Using a VPN is the best way to secure yourself against DNS attacks sending you to fake websites. They do this in a few ways.
Premium VPN providers use a private DNS service on each of their servers to cut out DNS hijacking. Once you are on the internet, your DNS (domain name service) requests are completed by your VPN rather than vulnerable DNS servers.
Besides this, as soon as you sign up for a VPN, all the domain name system requests to the DNS server will be encrypted with military-grade encryption. In the same way, all other data, which passes through the encrypted tunnels, will be.
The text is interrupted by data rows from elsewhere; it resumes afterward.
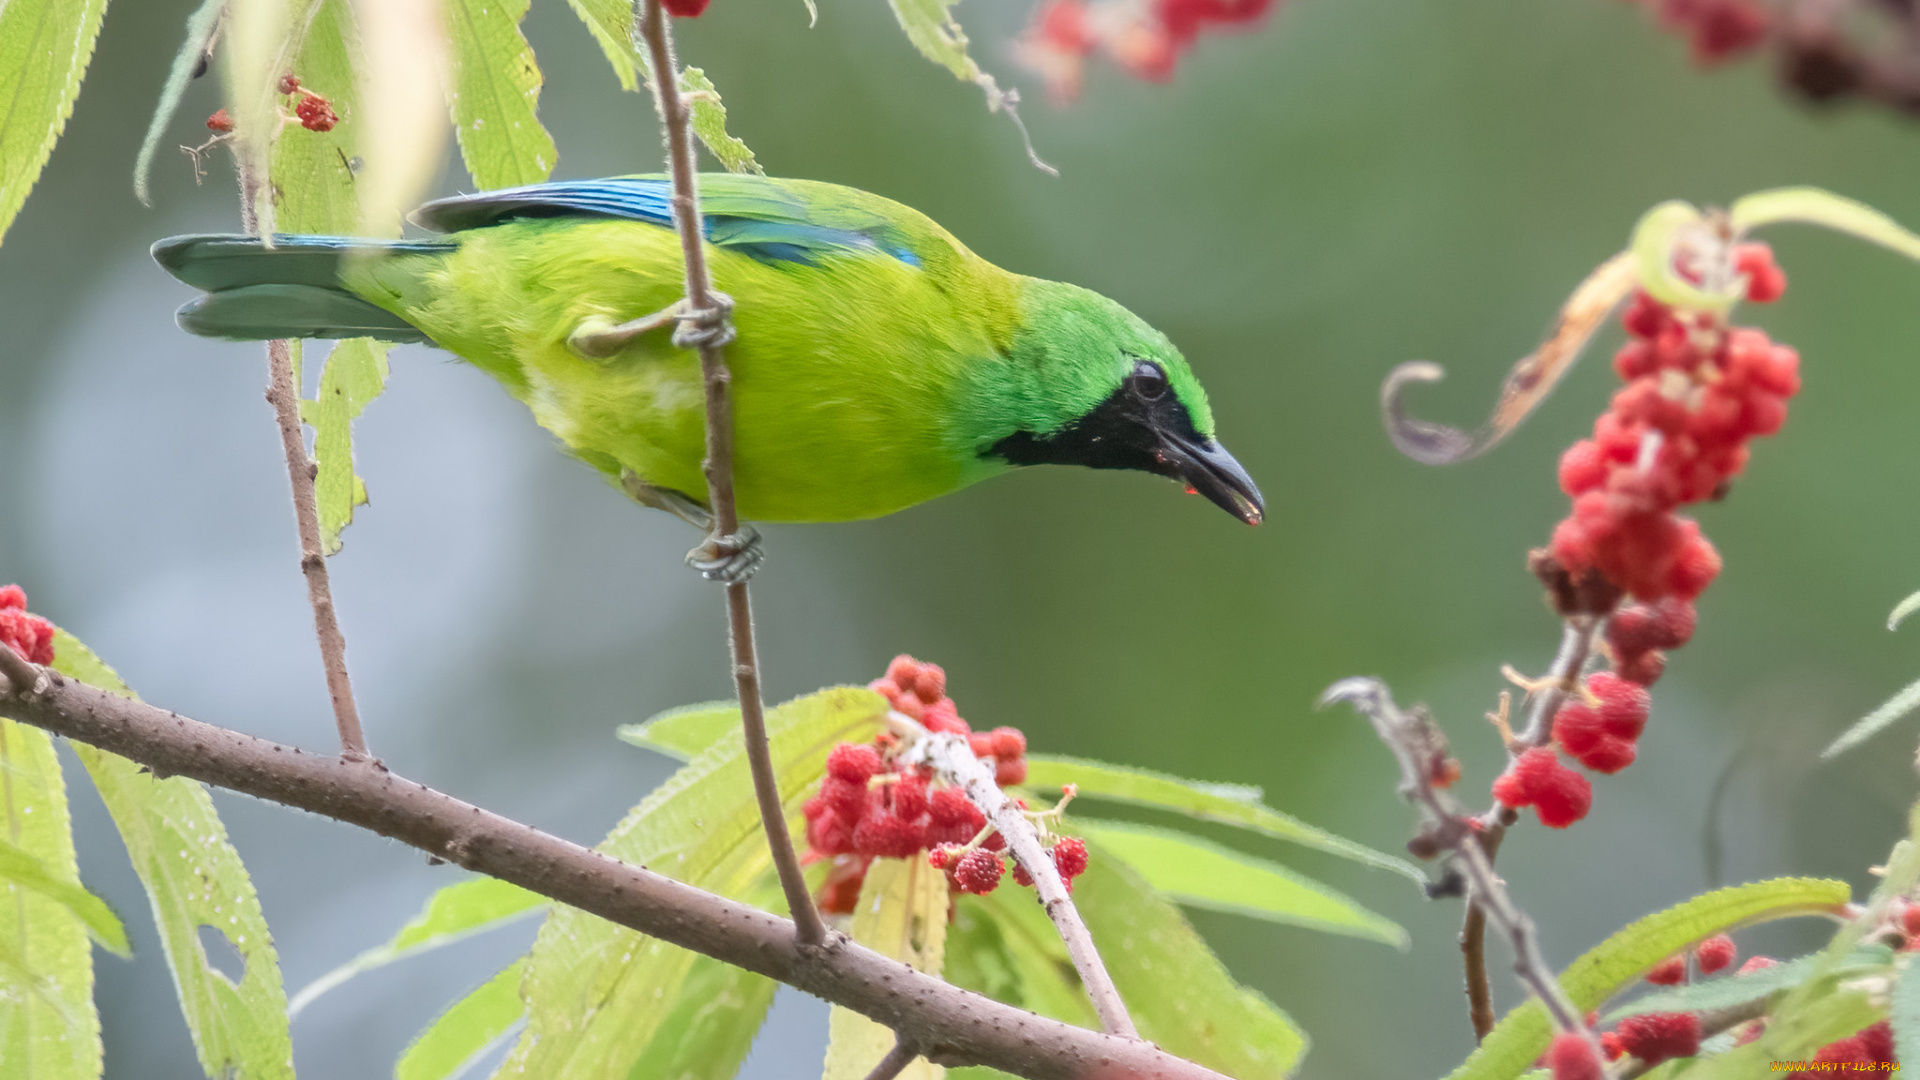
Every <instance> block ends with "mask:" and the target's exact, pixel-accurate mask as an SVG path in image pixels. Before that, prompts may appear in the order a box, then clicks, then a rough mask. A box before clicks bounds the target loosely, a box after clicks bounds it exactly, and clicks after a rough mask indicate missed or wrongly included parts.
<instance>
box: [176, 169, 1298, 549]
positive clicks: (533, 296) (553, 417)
mask: <svg viewBox="0 0 1920 1080" xmlns="http://www.w3.org/2000/svg"><path fill="white" fill-rule="evenodd" d="M668 198H670V190H668V183H666V179H662V177H618V179H607V181H578V183H549V184H532V186H522V188H505V190H492V192H482V194H470V196H457V198H445V200H438V202H430V204H426V206H422V208H420V209H417V211H415V213H413V221H415V223H417V225H422V227H426V229H430V231H436V233H442V234H445V238H436V240H392V242H380V240H363V238H340V236H275V240H273V244H271V246H267V244H263V242H261V240H259V238H255V236H221V234H204V236H175V238H169V240H161V242H159V244H156V246H154V258H156V259H157V261H159V265H161V267H165V269H167V271H169V273H173V275H175V277H179V279H180V281H184V282H186V284H192V286H196V288H202V290H205V296H202V298H198V300H194V302H190V304H188V306H184V307H180V313H179V321H180V327H184V329H186V331H192V332H196V334H204V336H215V338H349V336H372V338H384V340H390V342H430V344H436V346H440V348H445V350H449V352H453V354H457V356H461V357H465V359H467V361H470V363H474V365H476V367H480V369H482V371H486V373H488V375H492V377H493V379H497V380H499V382H501V386H505V388H507V392H509V394H513V396H515V398H518V400H520V402H524V404H526V405H528V407H530V409H532V411H534V419H536V421H540V425H541V427H545V429H547V430H551V432H553V434H557V436H559V438H561V442H563V444H564V446H566V448H568V450H570V452H572V454H574V455H578V457H580V459H584V461H588V463H589V465H593V467H595V469H599V471H603V473H605V475H607V477H611V479H614V480H616V482H622V486H624V488H626V490H628V492H630V494H634V496H636V498H639V500H641V502H647V503H651V505H666V507H670V509H678V511H682V515H684V517H689V519H691V521H699V515H701V513H703V511H701V507H703V505H705V502H707V480H705V477H703V473H701V459H703V455H705V400H703V384H701V369H699V357H697V354H695V352H693V350H687V348H678V346H676V344H674V334H672V319H670V317H662V319H639V321H636V319H637V317H643V315H647V313H655V311H666V313H672V309H674V306H676V304H678V302H680V298H682V288H684V286H682V281H684V277H682V275H684V263H682V252H680V240H678V234H676V233H674V229H672V213H670V204H668ZM701 202H703V215H705V236H707V259H708V265H710V273H712V281H714V288H718V290H722V292H726V294H728V296H732V298H733V300H735V304H737V307H735V311H733V325H735V331H737V338H735V340H733V342H732V344H730V346H728V365H730V369H732V373H733V382H732V392H733V409H735V498H737V507H739V513H741V517H747V519H756V521H854V519H868V517H879V515H885V513H893V511H897V509H904V507H910V505H914V503H920V502H925V500H931V498H935V496H943V494H948V492H954V490H958V488H964V486H968V484H973V482H977V480H983V479H987V477H995V475H998V473H1006V471H1008V469H1016V467H1021V465H1087V467H1092V469H1139V471H1146V473H1156V475H1162V477H1171V479H1175V480H1181V482H1183V484H1185V486H1187V488H1188V490H1192V492H1198V494H1202V496H1206V498H1210V500H1212V502H1215V503H1217V505H1221V507H1223V509H1227V511H1229V513H1233V515H1235V517H1238V519H1240V521H1246V523H1250V525H1258V523H1260V519H1261V513H1263V507H1261V500H1260V488H1256V486H1254V480H1252V479H1250V477H1248V475H1246V471H1244V469H1242V467H1240V463H1238V461H1235V459H1233V455H1231V454H1227V452H1225V450H1223V448H1221V446H1219V442H1217V440H1215V438H1213V415H1212V411H1210V409H1208V400H1206V392H1204V390H1202V388H1200V382H1198V380H1196V379H1194V375H1192V371H1190V369H1188V367H1187V361H1185V359H1181V354H1179V350H1175V348H1173V344H1171V342H1169V340H1167V338H1165V334H1162V332H1158V331H1154V329H1152V327H1148V325H1146V323H1144V321H1140V319H1139V317H1135V315H1133V313H1131V311H1127V309H1125V307H1121V306H1119V304H1114V302H1112V300H1108V298H1104V296H1100V294H1096V292H1091V290H1085V288H1079V286H1073V284H1060V282H1052V281H1041V279H1033V277H1021V275H1016V273H1008V271H1004V269H1000V267H996V265H993V263H989V261H987V259H983V258H979V256H975V254H973V252H970V250H968V248H966V246H964V244H962V242H960V240H956V238H954V236H952V234H948V233H947V231H945V229H941V227H939V225H935V223H933V221H931V219H927V217H925V215H924V213H918V211H914V209H910V208H906V206H900V204H897V202H891V200H885V198H879V196H874V194H868V192H862V190H856V188H847V186H839V184H826V183H812V181H783V179H768V177H751V175H732V173H718V175H703V177H701Z"/></svg>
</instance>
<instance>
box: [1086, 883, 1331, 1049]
mask: <svg viewBox="0 0 1920 1080" xmlns="http://www.w3.org/2000/svg"><path fill="white" fill-rule="evenodd" d="M1073 903H1075V905H1077V907H1079V913H1081V917H1083V919H1085V920H1087V930H1091V932H1092V940H1094V942H1096V944H1098V949H1100V959H1102V961H1106V970H1108V974H1112V976H1114V986H1116V988H1117V990H1119V997H1121V1001H1125V1003H1127V1011H1129V1013H1131V1015H1133V1022H1135V1026H1139V1028H1140V1038H1144V1040H1148V1042H1154V1043H1158V1045H1160V1047H1162V1049H1165V1051H1167V1053H1173V1055H1177V1057H1185V1059H1188V1061H1198V1063H1200V1065H1206V1067H1208V1068H1213V1070H1217V1072H1225V1074H1227V1076H1235V1078H1236V1080H1265V1078H1279V1076H1286V1074H1288V1072H1292V1068H1294V1067H1296V1065H1298V1061H1300V1055H1304V1053H1306V1049H1308V1038H1306V1034H1304V1032H1302V1030H1300V1028H1298V1026H1294V1022H1292V1020H1290V1019H1288V1017H1286V1015H1284V1013H1281V1011H1279V1009H1275V1007H1273V1003H1271V1001H1267V999H1265V997H1263V995H1260V994H1258V992H1254V990H1250V988H1246V986H1240V984H1238V982H1235V980H1233V976H1231V974H1227V969H1225V967H1223V965H1221V963H1219V957H1215V955H1213V951H1212V949H1208V945H1206V942H1204V940H1202V938H1200V934H1198V932H1194V928H1192V924H1188V922H1187V917H1183V915H1181V911H1179V909H1177V907H1175V905H1173V903H1171V901H1169V899H1165V897H1162V896H1158V894H1156V892H1154V890H1152V888H1150V886H1148V884H1146V880H1144V878H1140V874H1137V872H1135V871H1133V869H1131V867H1127V865H1123V863H1119V861H1117V859H1100V857H1098V855H1094V857H1092V859H1089V863H1087V872H1085V874H1081V876H1079V878H1075V880H1073Z"/></svg>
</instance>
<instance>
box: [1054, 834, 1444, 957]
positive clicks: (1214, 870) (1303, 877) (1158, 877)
mask: <svg viewBox="0 0 1920 1080" xmlns="http://www.w3.org/2000/svg"><path fill="white" fill-rule="evenodd" d="M1068 830H1069V832H1077V834H1081V836H1085V838H1087V842H1089V844H1092V846H1094V847H1096V849H1098V851H1100V853H1102V855H1106V857H1114V859H1121V861H1123V863H1127V865H1129V867H1133V869H1135V871H1137V872H1139V874H1140V876H1142V878H1144V880H1146V884H1148V886H1152V888H1156V890H1160V894H1162V896H1171V897H1173V899H1177V901H1181V903H1185V905H1188V907H1208V909H1213V911H1229V913H1235V915H1248V917H1252V919H1265V920H1267V922H1290V924H1294V926H1306V928H1309V930H1325V932H1329V934H1346V936H1350V938H1365V940H1369V942H1384V944H1388V945H1394V947H1396V949H1402V951H1405V949H1407V945H1409V940H1407V932H1405V930H1404V928H1400V924H1398V922H1394V920H1392V919H1386V917H1382V915H1375V913H1373V911H1367V909H1365V907H1361V905H1357V903H1354V901H1352V899H1350V897H1346V896H1342V894H1338V892H1334V890H1331V888H1327V886H1323V884H1319V882H1315V880H1311V878H1306V876H1300V874H1296V872H1292V871H1288V869H1286V867H1281V865H1279V863H1269V861H1265V859H1256V857H1252V855H1242V853H1238V851H1233V849H1229V847H1221V846H1219V844H1212V842H1208V840H1200V838H1198V836H1188V834H1183V832H1171V830H1165V828H1152V826H1146V824H1121V822H1116V821H1087V819H1081V817H1075V819H1073V821H1071V824H1069V826H1068Z"/></svg>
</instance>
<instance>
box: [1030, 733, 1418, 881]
mask: <svg viewBox="0 0 1920 1080" xmlns="http://www.w3.org/2000/svg"><path fill="white" fill-rule="evenodd" d="M1068 784H1073V786H1075V788H1077V790H1079V796H1081V798H1089V799H1108V801H1116V803H1129V805H1139V807H1150V809H1162V811H1171V813H1177V815H1183V817H1194V819H1200V821H1217V822H1221V824H1233V826H1236V828H1246V830H1252V832H1260V834H1263V836H1273V838H1277V840H1288V842H1294V844H1300V846H1306V847H1313V849H1317V851H1327V853H1331V855H1340V857H1342V859H1352V861H1356V863H1365V865H1369V867H1377V869H1382V871H1394V872H1396V874H1400V876H1404V878H1409V880H1413V882H1419V884H1425V882H1427V874H1423V872H1421V871H1419V867H1415V865H1413V863H1407V861H1405V859H1398V857H1394V855H1388V853H1384V851H1375V849H1373V847H1367V846H1365V844H1354V842H1352V840H1346V838H1342V836H1334V834H1332V832H1327V830H1325V828H1315V826H1311V824H1308V822H1304V821H1300V819H1296V817H1290V815H1284V813H1281V811H1277V809H1271V807H1265V805H1261V801H1260V799H1261V792H1260V788H1242V786H1233V784H1208V782H1204V780H1183V778H1179V776H1167V774H1165V773H1154V771H1150V769H1133V767H1129V765H1108V763H1104V761H1089V759H1085V757H1062V755H1056V753H1029V755H1027V780H1025V786H1027V788H1039V790H1060V788H1064V786H1068Z"/></svg>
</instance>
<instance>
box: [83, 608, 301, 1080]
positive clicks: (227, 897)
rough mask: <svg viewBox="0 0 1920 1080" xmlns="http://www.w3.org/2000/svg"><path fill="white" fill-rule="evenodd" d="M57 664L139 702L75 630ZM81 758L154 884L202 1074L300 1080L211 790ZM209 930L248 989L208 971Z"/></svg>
mask: <svg viewBox="0 0 1920 1080" xmlns="http://www.w3.org/2000/svg"><path fill="white" fill-rule="evenodd" d="M54 655H56V657H58V659H56V661H54V667H56V669H58V671H60V673H63V675H67V676H71V678H79V680H81V682H86V684H88V686H96V688H100V690H108V692H113V694H121V696H127V698H134V694H132V692H131V690H129V688H127V684H125V682H121V680H119V676H117V675H113V669H111V667H108V665H106V663H102V661H100V657H96V655H94V653H92V650H88V648H86V646H83V644H81V642H79V640H77V638H75V636H71V634H67V632H65V630H56V634H54ZM73 751H75V753H77V755H79V759H81V765H84V767H86V773H88V774H90V776H92V780H94V788H96V790H98V792H100V801H104V803H106V807H108V813H109V815H111V817H113V824H115V826H117V828H119V834H121V842H123V844H125V846H127V855H129V857H131V859H132V869H134V872H136V874H138V876H140V884H142V886H146V896H148V899H150V901H152V905H154V922H156V926H157V928H159V944H161V949H163V951H165V955H167V967H171V969H173V986H175V990H177V992H179V995H180V1013H182V1015H184V1017H186V1028H188V1032H190V1034H192V1038H194V1049H196V1051H198V1055H200V1067H202V1068H205V1072H207V1076H217V1078H230V1080H276V1078H286V1080H292V1076H294V1047H292V1040H290V1036H288V1030H286V990H284V988H282V984H280V959H278V955H276V953H275V949H273V938H271V934H269V932H267V917H265V915H263V913H261V909H259V896H257V894H255V892H253V880H252V878H250V876H248V872H246V865H244V863H240V853H238V851H234V847H232V844H230V842H228V840H227V826H225V824H223V822H221V817H219V813H217V811H215V809H213V799H211V798H209V796H207V790H205V786H202V784H198V782H194V780H188V778H184V776H171V778H167V780H157V778H154V774H152V773H148V771H146V769H144V767H140V765H134V763H132V761H127V759H125V757H119V755H113V753H108V751H104V749H94V748H90V746H86V744H79V742H77V744H73ZM202 926H207V928H213V930H217V932H219V934H221V936H225V938H227V942H228V945H232V949H234V951H236V953H240V957H242V961H244V965H246V967H244V970H242V976H240V982H238V984H234V982H232V980H228V978H227V976H225V974H221V972H219V970H217V969H215V967H213V965H211V963H207V955H205V949H204V945H202V944H200V928H202Z"/></svg>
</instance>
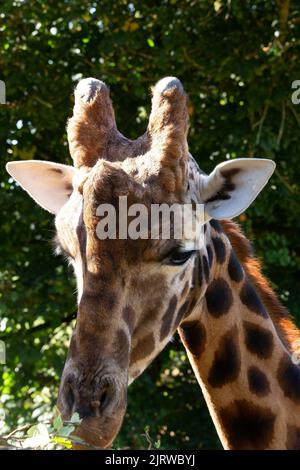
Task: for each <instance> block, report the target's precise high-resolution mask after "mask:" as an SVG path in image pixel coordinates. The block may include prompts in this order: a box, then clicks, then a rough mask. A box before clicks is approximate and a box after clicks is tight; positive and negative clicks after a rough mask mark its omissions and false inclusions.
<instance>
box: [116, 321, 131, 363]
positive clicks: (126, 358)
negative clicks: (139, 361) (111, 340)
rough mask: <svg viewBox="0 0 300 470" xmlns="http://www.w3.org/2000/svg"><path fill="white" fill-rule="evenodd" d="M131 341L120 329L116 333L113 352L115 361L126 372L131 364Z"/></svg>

Finally, because the IP addresses are changed, any attacker will see the servers IP you are connected to rather than your real IP. Thus, your router DNS security is enhanced, as it will be invisible to anyone else.(Read How to Hide Your IP Address)
If there is a downside, it is that not all VPN’s are equal, and some do have DNS or IP leaks, which can be enough to let an attacker in to carry out their DNS hijacking.
However, selecting the right VPN for the task, and you will have the very best internet experience while preventing any DNS hijacking from your malware-free device and your router.